Properties

dsimcha dsimcha at yahoo.com
Sat Jan 10 18:27:39 PST 2009


== Quote from Miles (_______ at _______.____)'s article
> Daniel Keep wrote:
> > Yes, property syntax can simplify some cases, but this isn't one of them.
> One good distinction properties and normal functions ought to make is
> that functions should never be called without ()

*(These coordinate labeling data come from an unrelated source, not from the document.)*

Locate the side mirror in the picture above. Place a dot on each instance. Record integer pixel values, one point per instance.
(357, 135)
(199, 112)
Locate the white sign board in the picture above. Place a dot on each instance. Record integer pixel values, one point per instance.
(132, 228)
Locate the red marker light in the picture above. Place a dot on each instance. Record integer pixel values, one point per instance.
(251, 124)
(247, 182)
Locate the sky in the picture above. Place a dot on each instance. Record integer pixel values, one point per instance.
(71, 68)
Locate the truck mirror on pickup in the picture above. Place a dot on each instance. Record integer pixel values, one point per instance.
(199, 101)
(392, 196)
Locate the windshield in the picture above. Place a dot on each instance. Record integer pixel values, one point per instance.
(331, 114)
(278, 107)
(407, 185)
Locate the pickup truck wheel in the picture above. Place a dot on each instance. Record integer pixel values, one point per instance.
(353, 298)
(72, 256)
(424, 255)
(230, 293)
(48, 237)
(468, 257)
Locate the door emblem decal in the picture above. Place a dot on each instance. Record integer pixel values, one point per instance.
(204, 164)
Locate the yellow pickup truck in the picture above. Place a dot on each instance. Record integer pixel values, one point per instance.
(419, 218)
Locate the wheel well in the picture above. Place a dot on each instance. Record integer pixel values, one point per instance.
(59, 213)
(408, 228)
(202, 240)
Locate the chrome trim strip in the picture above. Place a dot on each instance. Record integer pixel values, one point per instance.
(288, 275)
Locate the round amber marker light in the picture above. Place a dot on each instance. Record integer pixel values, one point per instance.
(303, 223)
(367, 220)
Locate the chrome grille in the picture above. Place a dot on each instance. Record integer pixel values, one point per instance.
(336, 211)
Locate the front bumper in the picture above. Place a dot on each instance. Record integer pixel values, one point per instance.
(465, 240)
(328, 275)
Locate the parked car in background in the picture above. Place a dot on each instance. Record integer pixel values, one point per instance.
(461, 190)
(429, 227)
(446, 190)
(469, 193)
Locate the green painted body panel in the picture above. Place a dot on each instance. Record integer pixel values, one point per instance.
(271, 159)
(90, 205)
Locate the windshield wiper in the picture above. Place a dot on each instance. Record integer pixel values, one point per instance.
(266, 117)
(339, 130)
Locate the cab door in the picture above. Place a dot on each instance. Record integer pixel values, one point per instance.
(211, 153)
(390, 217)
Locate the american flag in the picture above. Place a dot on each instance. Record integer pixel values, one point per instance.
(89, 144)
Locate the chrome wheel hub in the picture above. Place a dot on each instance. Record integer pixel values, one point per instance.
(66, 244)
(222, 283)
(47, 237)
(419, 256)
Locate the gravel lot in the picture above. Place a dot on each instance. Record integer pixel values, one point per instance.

Why?  This is really superfluous.  I for one think that code is often more
readable without the annoying empty parentheses around functions that don't take
any arguments.  This is especially true for member functions of classes and
structs, even moreso when chaining them such as foo.bar.baz vs. foo().bar().baz().

> , and properties should
> never have () unless it has a function type.
> Current syntax allows crazy things like:
> ----------
> 	exit = 1;	// it is not an assignment
> 	x = toString = getenv = "PATH";	// creepy, but valid D
> 	if (fork == 1)	// not comparing the value of a variable
> ----------

So?  The spec is not there to prevent people from doing stupid things (making it
harder to do stupid things *by accident* is a reasonable goal, but we're all
consenting adults here).  Anyone who would actually do stuff like this on purpose
in their code is an idiot and deserves what they get.  One could just as easily do
some pretty stupid things with operator overloading, casts, templates, you name
it.  Just because stupid things *can* be done with a feature doesn't mean the
feature should be removed.

> Also, currently, in D, if you have a property of a delegate type, you
> will have a mess.
> ----------
> 	int func2() { return 42; }
> 	/* this is a property */
> 	int function() prop() {
> 		return &func2;
> 	}
> 	void main() {
> 		auto x = prop;		// ok, x is a func ptr
> 		auto y = prop();	// unexpected: y is not int :-(
> 		static assert (is(typeof(y) == int));
> 	}
> ----------
> With properties, you forbid the above syntaxes.
> So, what is "better" about properties is not shorter syntax, but giving
> proper semantics for a given symbol.